The key to bacterial binary fission can be encapsulated in a single concept: logarithmic release.. This term refers to the second phase of bacterial growth, after habituation of the microorganisms to the new medium into which they are introduced. During this stage, an exponential increase in the bacterial growth curve is observed, i.e. the more bacteria are found in the initial population, the more they will be able to divide.

It should be noted that the slope of the logarithmic function depends on the conditions of the medium, since it is not the same to grow in a warm and sheltered place as it is to grow in the North Pole. In any case, the stabilization of growth (passage to the stationary phase or "plateau") is conditioned by the availability of nutrients: bacteria stop dividing when there are no more means to survive.

This is a clear example of a "quantity over quality" strategy. All bacteria are genetically the same as the progenitor (since binary fission is a type of asexual reproduction), so their adaptive capacity is the same, isn't it? To understand the success of binary fission, we must also take into account that the mutation rate of the bacterial genome is very high.

Therefore, it is not always assured that a bacterial generation will be the same as the previous one, something tremendously beneficial for the adaptive capacity of these microorganisms. Mutations are random, so some can be bad and some good, but the key difference is that the good ones are fixed in the population, while the negative ones disappear.while the negative ones disappear.
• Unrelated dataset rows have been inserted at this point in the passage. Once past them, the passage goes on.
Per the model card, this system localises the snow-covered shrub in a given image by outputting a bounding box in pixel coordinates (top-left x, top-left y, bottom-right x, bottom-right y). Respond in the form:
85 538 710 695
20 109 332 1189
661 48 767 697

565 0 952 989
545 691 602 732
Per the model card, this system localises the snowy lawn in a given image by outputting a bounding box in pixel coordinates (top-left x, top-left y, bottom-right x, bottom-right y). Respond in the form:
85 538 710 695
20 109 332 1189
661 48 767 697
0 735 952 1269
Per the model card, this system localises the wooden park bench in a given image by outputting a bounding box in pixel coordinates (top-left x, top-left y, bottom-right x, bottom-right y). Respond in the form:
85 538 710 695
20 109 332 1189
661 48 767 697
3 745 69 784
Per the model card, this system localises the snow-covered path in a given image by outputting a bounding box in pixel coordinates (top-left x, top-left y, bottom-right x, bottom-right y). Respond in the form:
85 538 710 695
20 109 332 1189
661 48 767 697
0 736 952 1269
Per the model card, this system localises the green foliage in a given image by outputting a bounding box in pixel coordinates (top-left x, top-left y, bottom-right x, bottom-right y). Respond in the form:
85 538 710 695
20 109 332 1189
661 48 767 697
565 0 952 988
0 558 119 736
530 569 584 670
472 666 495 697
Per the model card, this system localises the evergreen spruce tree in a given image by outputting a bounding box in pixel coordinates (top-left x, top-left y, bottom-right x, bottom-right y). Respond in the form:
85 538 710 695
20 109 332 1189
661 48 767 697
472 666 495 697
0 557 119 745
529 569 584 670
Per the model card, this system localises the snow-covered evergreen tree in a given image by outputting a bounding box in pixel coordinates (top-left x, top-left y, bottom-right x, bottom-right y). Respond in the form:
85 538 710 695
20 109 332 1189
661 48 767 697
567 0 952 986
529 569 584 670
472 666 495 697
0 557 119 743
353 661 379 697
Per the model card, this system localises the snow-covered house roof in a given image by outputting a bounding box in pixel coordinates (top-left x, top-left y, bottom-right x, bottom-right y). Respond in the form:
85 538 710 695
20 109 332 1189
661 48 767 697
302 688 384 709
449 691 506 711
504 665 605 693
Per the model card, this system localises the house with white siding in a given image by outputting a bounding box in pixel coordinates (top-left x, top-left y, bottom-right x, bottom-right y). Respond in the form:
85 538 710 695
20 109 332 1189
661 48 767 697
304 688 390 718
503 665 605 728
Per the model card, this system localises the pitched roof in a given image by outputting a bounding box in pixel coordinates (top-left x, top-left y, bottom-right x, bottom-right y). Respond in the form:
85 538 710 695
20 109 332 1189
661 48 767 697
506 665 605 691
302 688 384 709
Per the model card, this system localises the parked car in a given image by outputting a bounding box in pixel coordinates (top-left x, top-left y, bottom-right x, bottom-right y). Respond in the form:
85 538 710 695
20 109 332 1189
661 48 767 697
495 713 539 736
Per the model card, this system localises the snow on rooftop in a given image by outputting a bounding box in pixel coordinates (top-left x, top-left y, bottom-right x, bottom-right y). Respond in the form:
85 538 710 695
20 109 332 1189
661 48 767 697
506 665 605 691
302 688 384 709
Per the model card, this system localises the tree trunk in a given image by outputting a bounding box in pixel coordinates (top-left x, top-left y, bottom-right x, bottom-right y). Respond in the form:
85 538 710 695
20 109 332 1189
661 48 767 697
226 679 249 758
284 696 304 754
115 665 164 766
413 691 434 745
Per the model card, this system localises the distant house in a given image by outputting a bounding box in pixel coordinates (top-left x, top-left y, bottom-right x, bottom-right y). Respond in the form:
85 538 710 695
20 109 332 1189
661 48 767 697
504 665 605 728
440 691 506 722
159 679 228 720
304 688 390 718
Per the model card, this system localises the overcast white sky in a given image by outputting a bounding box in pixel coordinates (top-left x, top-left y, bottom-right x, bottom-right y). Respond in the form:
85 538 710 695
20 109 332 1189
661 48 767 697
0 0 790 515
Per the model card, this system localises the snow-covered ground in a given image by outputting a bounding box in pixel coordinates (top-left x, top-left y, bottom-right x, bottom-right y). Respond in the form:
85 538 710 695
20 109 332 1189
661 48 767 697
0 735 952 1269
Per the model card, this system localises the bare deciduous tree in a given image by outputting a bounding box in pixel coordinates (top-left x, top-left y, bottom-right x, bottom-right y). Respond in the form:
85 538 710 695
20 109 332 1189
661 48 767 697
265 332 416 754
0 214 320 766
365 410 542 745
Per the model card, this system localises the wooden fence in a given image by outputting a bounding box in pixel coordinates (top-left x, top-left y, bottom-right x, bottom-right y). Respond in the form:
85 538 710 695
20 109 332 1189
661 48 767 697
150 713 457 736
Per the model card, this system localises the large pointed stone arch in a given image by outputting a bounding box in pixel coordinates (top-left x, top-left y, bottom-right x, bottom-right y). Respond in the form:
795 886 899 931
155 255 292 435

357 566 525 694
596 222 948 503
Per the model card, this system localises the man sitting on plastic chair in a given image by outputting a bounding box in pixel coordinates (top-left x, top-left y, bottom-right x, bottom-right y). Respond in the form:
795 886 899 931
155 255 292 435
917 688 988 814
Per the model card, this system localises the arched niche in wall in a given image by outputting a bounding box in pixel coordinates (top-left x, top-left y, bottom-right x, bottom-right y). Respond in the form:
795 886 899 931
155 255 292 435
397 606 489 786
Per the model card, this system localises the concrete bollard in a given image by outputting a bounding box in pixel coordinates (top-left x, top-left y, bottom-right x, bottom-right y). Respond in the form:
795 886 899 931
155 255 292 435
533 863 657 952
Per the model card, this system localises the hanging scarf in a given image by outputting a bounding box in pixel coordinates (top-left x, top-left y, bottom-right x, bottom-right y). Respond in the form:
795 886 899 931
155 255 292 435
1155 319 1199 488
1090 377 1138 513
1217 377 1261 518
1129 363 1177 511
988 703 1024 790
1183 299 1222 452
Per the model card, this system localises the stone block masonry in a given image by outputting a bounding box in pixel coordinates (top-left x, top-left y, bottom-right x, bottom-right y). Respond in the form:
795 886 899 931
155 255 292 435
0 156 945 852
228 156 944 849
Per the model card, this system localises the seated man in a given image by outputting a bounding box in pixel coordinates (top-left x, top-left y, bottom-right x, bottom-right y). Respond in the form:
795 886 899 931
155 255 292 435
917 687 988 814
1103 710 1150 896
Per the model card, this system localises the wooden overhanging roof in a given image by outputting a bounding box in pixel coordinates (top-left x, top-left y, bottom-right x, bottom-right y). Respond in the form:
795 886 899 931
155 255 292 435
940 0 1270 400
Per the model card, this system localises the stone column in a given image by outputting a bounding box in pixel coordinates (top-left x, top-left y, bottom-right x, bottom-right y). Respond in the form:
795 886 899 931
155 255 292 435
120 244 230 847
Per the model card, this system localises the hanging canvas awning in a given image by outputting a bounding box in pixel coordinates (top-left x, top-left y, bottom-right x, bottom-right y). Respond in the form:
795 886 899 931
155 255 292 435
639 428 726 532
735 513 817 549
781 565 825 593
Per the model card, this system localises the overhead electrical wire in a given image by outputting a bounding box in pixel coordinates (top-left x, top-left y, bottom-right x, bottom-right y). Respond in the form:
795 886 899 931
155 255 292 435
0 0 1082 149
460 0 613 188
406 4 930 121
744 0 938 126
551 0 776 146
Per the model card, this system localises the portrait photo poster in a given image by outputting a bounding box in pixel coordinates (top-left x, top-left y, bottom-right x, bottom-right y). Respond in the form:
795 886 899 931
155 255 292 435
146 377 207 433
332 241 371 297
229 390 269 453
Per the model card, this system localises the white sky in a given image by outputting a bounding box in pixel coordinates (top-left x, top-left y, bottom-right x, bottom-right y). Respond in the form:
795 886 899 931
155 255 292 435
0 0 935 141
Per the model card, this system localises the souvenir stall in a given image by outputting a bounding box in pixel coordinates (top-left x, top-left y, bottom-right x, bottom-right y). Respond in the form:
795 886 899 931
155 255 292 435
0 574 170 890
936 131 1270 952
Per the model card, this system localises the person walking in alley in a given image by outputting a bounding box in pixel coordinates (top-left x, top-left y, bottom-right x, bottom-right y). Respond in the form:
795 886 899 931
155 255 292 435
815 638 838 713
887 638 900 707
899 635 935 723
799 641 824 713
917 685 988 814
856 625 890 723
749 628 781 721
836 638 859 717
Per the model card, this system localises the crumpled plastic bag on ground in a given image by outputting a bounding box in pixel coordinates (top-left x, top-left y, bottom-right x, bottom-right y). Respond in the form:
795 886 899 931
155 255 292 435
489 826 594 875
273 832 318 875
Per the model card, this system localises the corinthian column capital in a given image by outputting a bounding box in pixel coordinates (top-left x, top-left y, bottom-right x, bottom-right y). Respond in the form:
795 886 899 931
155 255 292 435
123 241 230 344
Thus, the faster a bacterial population divides, the more likely it is that a mutation will appear that allows better adaptation to the environment. This is the basis for the existence of antibiotic-resistant microorganisms: binary fission and the growth of bacterial populations give them the ability to become resistant to even the most specific drugs.

Summary

As you have seen, everything in nature has an explanation, except in exceptional cases. Binary fission is a reproductive strategy just as valid as sexual reproduction for prokaryotic organisms, since they obtain the genetic variability necessary to adapt from mutations in their genome, and not through the union of a female and a male gamete (as occurs in our species).

At the end of the day, the whole evolutionary process can be summarized in the following sentence: living beings do what they can with what they have. The binary fission mechanism may not be perfect, but it has certainly allowed the permanence and expansion of these microorganisms on Earth for centuries.

Bibliographical references:

• Eswara, P. J., & Ramamurthi, K. S. (2017). Bacterial cell division: nonmodels poised to take the spotlight. Annual review of microbiology, 71, 393-411.
• Binary fission, Khan Academy. Recogido a 25 de marzo en https://es.khanacademy.org/science/biology/cellular-molecular-biology/mitosis/a/bacterial-binary-fission
• Margolin, W. (2014). Binary Fission in Bacteria. eLS.
• Nyström, T. (2007). A bacterial kind of aging. PLoS Genet, 3(12), e224.
• Samson, R. Y., & Bell, S. D. (2009). Ancient ESCRTs and the evolution of binary fission. Trends in microbiology, 17(11), 507-513.
• Smith, J. M., Smith, N. H., O'Rourke, M., & Spratt, B. G. (1993). How clonal are bacteria?. Proceedings of the National Academy of Sciences, 90(10), 4384-4388.